Tal como acontece com o Carnaval, somaram-se vários festejos pagãos em sua constituição, da mesma forma que a Páscoa cristã é uma transposição do Pessach judaico.
Neste, os judeus comemoram a libertação do povo de Israel, que sofria o longo cativeiro dos faraós egípcios. Na Páscoa cristã, é a redenção do gênero humano pela morte e ressurreição do filho de Deus na pessoa de Jesus Cristo.
Bem, não era este o meu assunto, que no fundo ainda é uma continuação do Carnaval que acabou. Atribui-se ao cristianismo a metáfora das cinzas, das coisas finitas dentro da cinza maior que é a finitude do próprio homem.
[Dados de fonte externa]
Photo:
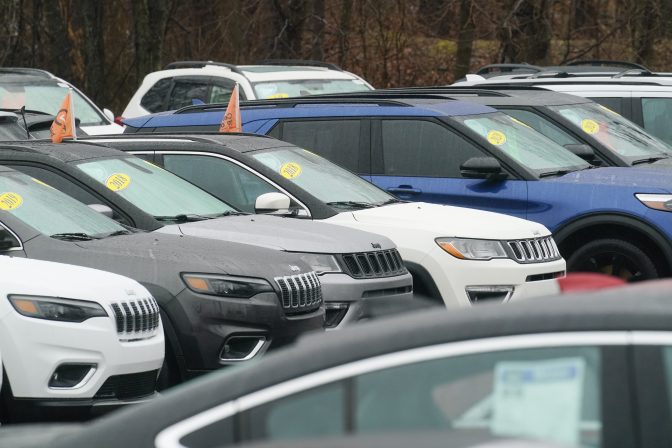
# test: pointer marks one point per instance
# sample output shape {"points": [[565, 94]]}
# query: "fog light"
{"points": [[482, 294], [71, 376], [242, 348], [334, 312]]}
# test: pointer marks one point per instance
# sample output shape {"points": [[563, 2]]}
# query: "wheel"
{"points": [[170, 373], [613, 257]]}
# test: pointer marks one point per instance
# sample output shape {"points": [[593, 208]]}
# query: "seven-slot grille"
{"points": [[381, 263], [300, 293], [136, 319], [534, 250]]}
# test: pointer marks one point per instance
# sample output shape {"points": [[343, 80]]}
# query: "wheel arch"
{"points": [[616, 225]]}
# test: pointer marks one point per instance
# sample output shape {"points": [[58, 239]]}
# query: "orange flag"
{"points": [[64, 123], [231, 121]]}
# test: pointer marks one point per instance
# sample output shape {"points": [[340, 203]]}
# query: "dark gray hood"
{"points": [[288, 234], [160, 259]]}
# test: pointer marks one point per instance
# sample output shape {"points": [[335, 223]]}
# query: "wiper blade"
{"points": [[73, 236], [354, 204], [179, 219], [649, 160]]}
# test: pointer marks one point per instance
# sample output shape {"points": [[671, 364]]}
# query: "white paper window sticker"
{"points": [[539, 399]]}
Mas os gregos já tinham suas lendas a respeito, bastando lembrar a Fênix que renasceu das próprias cinzas e, como as rosas de Malherbe, são sempre citadas pela subliteratura universal.
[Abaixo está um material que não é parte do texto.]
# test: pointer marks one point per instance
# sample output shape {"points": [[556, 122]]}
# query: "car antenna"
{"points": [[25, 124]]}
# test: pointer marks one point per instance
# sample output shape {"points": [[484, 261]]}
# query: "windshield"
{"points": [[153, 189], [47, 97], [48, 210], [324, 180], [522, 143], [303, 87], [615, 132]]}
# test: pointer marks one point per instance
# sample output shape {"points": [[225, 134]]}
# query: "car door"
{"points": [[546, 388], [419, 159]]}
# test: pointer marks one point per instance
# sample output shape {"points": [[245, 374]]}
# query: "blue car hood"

Minhas cinzas são outras, a começar pelo clássico "Agora É Cinza", de Alcebíades Barcelos e Antônio Marçal, gravação antológica de Mário Reis que nunca saiu da estante mais nobre de nossa música popular. "Agora é cinza, tudo acabado e nada mais." Este "nada mais" deve ter alguma coisa a ver com o "Corvo", de Edgar Allan Poe, o "nevermore" que foi traduzido por Fernando Pessoa, Machado de Assis, Mallarmé, Baudelaire e outros cobras da literatura universal.
Mas o Carnaval produz e produziu outras cinzas, inclusive aquelas que ficam nas calçadas depois de esquentarem os tamborins dos blocos e escolas de samba: "Pelas ruas não tem mais nada, nem as cinzas que esquentaram os tamborins estão nas calçadas".
E tem mais: símbolo ou sinal de perda, de coisa que não é mais (novamente o "nevermore", de Poe), há aquele samba gravado por Jorge Veiga, "Existem cinzas ainda no meu coração, que o meu primeiro amor deixou. São cinzas de um grande amor, são cinzas e nada mais que o próprio vento não desfaz".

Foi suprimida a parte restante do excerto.